Estudioso da obra do poeta, que conheceu na infância, quando ele frequentava a farmácia do seu pai, em Cruzília, também no Sul de Minas, Caio diz que, embora já tenham se passado quase 40 anos da sua morte, a leitura da poesia de Dantas Mota prossegue inquietadora e repleta de indagações de ordem social, metafísica e mítica. "Trata-se de uma obra universal, que se nutre de aspectos líricos, bíblicos, jurídicos e assinala profunda reflexão sobre a vida e a morte", afirma.

Antes de se mudar para Belo Horizonte, onde se formou pela Faculdade de Direito da Universidade de Minas Gerais, em 1938, Dantas Mota viveu em Itanhandu, no Sul de Minas, onde fez parte da Revista Elétrica, que era dirigida pelo escritor Heitor Alves e teve seu primeiro número publicado em 1927. Pedro Nava e Ribeiro Couto foram colaboradores. Os ecos da Semana de Arte Moderna, que havia acontecido em São Paulo cinco anos antes, ainda se faziam ouvir em boa parte do país. Lá mesmo em Itanhandu, Dantas Mota escreveu seu primeiro livro de poesia, Surupango.

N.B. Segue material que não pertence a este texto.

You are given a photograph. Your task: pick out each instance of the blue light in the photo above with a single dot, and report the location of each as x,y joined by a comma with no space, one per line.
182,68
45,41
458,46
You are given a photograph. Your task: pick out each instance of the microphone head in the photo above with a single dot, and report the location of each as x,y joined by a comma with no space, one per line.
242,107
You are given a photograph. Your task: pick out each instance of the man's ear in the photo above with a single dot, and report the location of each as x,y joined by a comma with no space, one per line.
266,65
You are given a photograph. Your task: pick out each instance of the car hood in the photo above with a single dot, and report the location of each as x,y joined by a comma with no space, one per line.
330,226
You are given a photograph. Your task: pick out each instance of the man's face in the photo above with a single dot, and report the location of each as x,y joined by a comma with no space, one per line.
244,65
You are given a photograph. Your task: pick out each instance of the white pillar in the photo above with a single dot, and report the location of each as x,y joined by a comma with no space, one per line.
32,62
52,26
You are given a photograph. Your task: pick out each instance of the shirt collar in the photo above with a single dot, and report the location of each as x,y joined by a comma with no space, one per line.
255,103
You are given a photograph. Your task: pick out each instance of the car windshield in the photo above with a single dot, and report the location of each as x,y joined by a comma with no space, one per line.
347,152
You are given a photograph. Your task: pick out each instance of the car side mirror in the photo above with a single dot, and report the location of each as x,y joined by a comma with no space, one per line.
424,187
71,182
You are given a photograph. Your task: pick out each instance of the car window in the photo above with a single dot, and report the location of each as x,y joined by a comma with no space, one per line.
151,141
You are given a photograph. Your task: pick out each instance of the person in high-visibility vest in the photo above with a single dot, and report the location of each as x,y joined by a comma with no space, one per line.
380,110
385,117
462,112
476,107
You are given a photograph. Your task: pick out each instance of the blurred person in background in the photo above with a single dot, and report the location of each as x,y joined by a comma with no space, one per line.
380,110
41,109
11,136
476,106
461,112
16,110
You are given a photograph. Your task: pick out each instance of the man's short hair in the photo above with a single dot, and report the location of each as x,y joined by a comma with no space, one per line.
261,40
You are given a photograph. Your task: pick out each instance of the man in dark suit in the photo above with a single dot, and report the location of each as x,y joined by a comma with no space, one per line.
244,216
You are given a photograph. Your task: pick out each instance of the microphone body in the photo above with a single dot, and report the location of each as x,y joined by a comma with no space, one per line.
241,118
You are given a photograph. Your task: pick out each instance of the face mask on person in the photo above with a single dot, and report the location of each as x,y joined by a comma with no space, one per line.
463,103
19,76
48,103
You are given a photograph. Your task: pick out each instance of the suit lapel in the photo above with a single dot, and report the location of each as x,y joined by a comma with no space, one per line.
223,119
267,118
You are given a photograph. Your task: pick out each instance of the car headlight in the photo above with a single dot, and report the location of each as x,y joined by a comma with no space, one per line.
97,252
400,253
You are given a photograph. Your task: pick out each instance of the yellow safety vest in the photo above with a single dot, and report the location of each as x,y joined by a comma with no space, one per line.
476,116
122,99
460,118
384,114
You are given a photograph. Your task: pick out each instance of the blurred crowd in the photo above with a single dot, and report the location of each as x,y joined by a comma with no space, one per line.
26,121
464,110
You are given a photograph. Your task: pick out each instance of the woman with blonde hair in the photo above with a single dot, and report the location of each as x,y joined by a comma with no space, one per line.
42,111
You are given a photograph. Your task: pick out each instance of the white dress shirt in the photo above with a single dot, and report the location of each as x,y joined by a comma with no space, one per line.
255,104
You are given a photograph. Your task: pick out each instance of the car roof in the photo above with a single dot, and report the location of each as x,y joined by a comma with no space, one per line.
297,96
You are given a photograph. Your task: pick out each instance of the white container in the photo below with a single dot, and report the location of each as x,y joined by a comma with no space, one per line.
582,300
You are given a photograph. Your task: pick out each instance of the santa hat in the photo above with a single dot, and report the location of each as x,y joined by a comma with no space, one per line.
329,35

Mas o rejeitaria pelo resto da vida, embora tenha recebido elogios de Eduardo Frieiro e Heitor Alves.

Em Belo Horizonte, ainda na Faculdade de Direito, Dantas Mota chegou a participar de outra revista literária, a Surto, sobre a qual quase nada se falaria. De volta a Aiuruoca, pouco depois da formatura, começou a exercer a advocacia, com a qual se tornou conhecido (consta que era um ótimo orador), em tudo o Sul mineiro e em algumas cidades do interior de São Paulo. Seu primeiro livro, que assumiria como tal, Planície dos mortos, foi publicado em 1945.

Sua vocação para a poesia, como lembrou numa entrevista de 1973, um ano antes da sua morte, começou aos 6 anos, quando sua mãe, Ana Cecília, leu para ele o poema Meus oito anos, de Cassimiro de Abreu, sob a luz amarela de um lampião. "Meus pais, na realidade, nunca se importaram que eu fosse poeta ou não. O que eles queriam mesmo é que eu fosse doutor. E por amor a eles resolvi conciliar as duas coisas. Posso não ser bom poeta, e creio na fatalidade do meu esquecimento como tal, mas creio não ser um mau advogado, esquecimento que quero à medida do avanço do tempo em energia e velhice", disse.

Além de advogado e poeta, Dantas Mota, que não dispensava um bom trago depois do trabalho, um dedo de prosa com os amigos, nem o tradicional cigarrinho de palha, feito com fumo de Perdões, foi também um político ardoroso, embora nunca tenha se candidatado a nada. Mas cogita-se que, em determinada época, chegou a acalentar o sonho de ser deputado pela UDN, que se digladiava com o PSD. Eram os dois maiores partidos do país.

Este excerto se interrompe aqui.